Step 3 : Depending on your needs you can change the default values of options for the selected approach (see
section OPTIONS) or keep them.
Step 4 : click on run and you will obtain the results.
Without any option, all PDB files in the current directory will be treated by the TEF program.
If only a specific PDB file should be treated by the TEF program, use the -pdbFile option to specify the path and filename of the PDB file. This PDB file can also be an assembly of several PDB files put into one single “multi-PDB” file.

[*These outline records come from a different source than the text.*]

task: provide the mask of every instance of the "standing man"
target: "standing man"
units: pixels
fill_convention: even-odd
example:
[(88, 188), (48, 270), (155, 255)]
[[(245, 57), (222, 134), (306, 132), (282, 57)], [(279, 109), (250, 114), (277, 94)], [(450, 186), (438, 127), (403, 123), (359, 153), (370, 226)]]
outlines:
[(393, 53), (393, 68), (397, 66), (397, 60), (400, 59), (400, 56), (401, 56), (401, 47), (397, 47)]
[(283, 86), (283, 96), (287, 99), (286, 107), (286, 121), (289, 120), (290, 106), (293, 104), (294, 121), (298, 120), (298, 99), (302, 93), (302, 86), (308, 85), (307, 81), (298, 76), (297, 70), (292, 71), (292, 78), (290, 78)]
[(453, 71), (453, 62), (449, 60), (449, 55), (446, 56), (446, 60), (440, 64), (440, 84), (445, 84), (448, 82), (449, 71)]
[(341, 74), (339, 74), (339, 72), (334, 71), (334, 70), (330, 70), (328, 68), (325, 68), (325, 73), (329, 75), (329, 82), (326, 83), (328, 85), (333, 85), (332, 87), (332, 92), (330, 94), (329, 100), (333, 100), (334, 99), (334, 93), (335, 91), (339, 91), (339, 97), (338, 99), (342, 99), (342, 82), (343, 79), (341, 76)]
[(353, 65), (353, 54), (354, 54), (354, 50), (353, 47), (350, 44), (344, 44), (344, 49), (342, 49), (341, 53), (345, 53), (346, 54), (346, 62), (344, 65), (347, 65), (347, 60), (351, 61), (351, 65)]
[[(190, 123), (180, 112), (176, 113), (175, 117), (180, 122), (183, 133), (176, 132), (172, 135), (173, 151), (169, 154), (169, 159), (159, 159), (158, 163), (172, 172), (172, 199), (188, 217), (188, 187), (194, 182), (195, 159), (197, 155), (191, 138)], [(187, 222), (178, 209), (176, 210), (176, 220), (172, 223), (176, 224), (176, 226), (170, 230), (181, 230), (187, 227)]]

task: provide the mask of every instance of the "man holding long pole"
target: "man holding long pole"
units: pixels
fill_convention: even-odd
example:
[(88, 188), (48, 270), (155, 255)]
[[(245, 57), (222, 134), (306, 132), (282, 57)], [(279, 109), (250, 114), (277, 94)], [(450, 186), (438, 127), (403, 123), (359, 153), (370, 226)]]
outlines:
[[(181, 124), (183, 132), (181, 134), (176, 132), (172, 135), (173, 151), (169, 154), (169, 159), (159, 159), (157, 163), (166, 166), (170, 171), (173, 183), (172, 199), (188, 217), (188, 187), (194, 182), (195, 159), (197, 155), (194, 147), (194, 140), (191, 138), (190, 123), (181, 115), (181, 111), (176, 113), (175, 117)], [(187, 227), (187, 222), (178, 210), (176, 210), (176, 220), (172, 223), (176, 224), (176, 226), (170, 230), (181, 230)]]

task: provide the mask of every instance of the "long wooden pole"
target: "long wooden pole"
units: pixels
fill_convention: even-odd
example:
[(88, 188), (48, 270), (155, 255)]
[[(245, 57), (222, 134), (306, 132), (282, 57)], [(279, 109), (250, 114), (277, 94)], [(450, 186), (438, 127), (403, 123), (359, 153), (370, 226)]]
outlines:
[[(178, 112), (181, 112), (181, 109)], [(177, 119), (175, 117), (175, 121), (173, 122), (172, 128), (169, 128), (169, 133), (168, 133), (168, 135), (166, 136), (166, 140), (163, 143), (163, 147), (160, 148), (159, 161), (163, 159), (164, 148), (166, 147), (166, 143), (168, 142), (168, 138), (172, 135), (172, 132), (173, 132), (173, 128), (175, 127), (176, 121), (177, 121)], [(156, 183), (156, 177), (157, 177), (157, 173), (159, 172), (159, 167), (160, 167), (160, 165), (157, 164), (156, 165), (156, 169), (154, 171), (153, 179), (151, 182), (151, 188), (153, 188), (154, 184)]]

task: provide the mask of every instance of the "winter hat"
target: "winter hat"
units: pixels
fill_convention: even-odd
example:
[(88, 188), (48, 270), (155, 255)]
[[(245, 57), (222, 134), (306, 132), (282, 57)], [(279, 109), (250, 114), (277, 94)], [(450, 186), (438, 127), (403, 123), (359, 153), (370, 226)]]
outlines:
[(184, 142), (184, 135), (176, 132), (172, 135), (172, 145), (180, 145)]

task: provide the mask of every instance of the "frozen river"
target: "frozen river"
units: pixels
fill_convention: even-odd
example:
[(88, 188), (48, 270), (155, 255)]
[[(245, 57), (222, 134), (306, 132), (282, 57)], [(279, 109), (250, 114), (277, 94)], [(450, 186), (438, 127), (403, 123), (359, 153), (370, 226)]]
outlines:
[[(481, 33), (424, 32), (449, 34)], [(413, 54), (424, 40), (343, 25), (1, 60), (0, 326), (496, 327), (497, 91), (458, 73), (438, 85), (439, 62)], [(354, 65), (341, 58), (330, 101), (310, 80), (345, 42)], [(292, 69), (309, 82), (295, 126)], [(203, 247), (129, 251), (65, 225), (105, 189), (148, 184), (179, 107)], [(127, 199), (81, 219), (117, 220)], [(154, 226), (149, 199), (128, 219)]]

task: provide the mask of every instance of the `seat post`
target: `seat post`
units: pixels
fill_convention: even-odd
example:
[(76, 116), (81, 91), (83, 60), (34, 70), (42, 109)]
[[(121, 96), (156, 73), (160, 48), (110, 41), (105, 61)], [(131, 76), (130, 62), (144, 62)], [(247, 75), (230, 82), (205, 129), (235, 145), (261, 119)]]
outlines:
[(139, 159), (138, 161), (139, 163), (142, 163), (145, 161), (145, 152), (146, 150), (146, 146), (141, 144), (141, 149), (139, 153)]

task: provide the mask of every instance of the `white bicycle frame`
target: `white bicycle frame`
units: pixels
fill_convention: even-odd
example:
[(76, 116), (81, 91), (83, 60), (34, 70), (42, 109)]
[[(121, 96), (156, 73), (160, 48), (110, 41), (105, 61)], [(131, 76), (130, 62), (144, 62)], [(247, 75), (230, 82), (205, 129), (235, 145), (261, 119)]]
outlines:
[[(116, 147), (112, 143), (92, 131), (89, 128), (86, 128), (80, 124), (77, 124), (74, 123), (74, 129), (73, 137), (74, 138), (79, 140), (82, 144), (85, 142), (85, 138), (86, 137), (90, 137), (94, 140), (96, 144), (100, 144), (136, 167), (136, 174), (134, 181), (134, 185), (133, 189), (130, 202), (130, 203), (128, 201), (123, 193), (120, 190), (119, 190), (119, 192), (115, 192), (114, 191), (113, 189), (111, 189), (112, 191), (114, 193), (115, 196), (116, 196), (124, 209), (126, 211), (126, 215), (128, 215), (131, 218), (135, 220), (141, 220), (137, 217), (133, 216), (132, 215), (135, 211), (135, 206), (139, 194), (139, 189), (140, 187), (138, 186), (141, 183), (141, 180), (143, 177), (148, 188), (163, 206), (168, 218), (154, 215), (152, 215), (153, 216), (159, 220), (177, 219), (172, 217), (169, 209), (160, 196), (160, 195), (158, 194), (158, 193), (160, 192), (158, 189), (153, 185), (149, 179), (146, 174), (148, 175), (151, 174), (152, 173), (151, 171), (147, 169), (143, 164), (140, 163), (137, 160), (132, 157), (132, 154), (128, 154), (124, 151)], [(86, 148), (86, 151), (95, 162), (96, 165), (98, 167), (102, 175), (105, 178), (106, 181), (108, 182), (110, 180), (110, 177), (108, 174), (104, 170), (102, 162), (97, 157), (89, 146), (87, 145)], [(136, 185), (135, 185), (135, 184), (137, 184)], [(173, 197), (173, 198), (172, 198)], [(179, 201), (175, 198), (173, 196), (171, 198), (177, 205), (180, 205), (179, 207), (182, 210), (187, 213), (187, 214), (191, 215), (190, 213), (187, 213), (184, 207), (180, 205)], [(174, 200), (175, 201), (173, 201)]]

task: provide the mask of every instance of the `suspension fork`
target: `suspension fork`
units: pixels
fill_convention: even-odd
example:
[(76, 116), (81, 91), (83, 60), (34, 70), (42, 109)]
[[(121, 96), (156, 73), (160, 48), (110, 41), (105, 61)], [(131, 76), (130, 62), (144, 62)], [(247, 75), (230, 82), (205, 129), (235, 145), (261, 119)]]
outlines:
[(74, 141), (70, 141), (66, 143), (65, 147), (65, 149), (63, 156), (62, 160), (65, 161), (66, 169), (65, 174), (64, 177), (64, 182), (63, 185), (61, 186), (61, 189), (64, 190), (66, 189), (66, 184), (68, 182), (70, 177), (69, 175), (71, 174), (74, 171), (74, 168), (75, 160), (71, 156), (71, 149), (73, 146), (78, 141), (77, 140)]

If the PDB files are not in the current directory, specify with the -pdb option the path to the directory containing the PDB files to be treated by the TEF program.
The output files are stored by default in the current directory. This can be changed by specifying the output directory with the -out option.
The output files can be stored automatically in different sub-directories, one per PDB file (default: no sub-directories).
With this option TEF 2.0 will call pymol to generate a PNG file for each PDB. The TEFs are indicated by colors (see section 5.3). As the ray-tracing step can take a bit of time, the generation of the PNG file is deactivated by default.
Additional files for debugging purposes will be written.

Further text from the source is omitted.